Support Utilities

Data Cleanup Utility

Because foundation data is always loaded first through the Retail Insights data warehouse, implementers often need to erase data from the RI tables in preparation for a new load. Database functions have been exposed to APEX to allow targeted deletion of data by table name. The deletion requires a two-step process to prevent accidental execution of the command. The first step is to request an authentication token for the utility, which will return a string value. You must then pass the token into the subsequent call to the utility to execute the data cleanup step. Executing the utility with an expired or invalid token will return an error message.
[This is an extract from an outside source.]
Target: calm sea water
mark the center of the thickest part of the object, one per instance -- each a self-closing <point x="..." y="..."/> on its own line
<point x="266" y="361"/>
The command to run in APEX to generate tokens is:

select  ri_support_util.generate_token from dual

Take the return value from this query and copy it into the TOKEN_VALUE variable in the PL/SQL block below. Specify the schema name and table name to be truncated, then run the PL/SQL block.

DECLARE
  TOKEN_VALUE VARCHAR2(200);
  SCHEMANAME VARCHAR2(200);
  TABLENAME VARCHAR2(200);
BEGIN
    TOKEN_VALUE := 'ABCDEF';
    SCHEMANAME := 'RADM01';
    TABLENAME := 'W_RTL_SLS_TRX_IT_LC_DY_FS';
    RI_SUPPORT_UTIL.CLEAR_SELECTED_RI_TABLES(
        TOKEN_VALUE => TOKEN_VALUE,
        SCHEMANAME => SCHEMANAME,
        TABLENAME => TABLENAME
    );
END;

If the process is successful, you will see that the PL/SQL block was successfully executed with no further message or results. If the process encounters any error, it will display the error details in the results panel in APEX. For example, if the token used is not valid it will show the following error:

To quickly clean the entire database schema instead of individual tables, you may instead call the following command. This command will erase all customer data except for the calendar, system configuration tables, and seed data records. Use this command if you need to reset the environment in preparation for a new dataload using a different dataset:

DECLARE 
v_token VARCHAR2(200); 
SCHEMANAME VARCHAR2(200); 

BEGIN 
    v_token := ri_support_util.generate_token; 
    SCHEMANAME := 'RADM01'; 
    RI_SUPPORT_UTIL.CLEAR_SELECTED_RI_TABLES( 
        TOKEN_VALUE => v_token, 
        SCHEMANAME => SCHEMANAME 
    ); 
END;

Calendar removal is provided as a separate function, because you cannot remove calendar information without also erasing all partitions (which are specific to your currently loaded calendar). The function name is CLEAR_RI_MCAL_TABLES and can be called the same way as the schema clear script above, passing in the token and schema name as the inputs. Before you perform any calendar cleanup, review the following:

Partition removal is based on the current partition configuration in C_MODULE_ARTIFACT; it will not modify tables that are not enabled for partitioning. Ensure the configuration table reflects your current cleanup needs.
Because calendar cleanup includes partition removal, you cannot use the system for a new data load without first re-partitioning the system. Refer to the RAP Implementation Guide for the steps to reload the calendar and partition the database.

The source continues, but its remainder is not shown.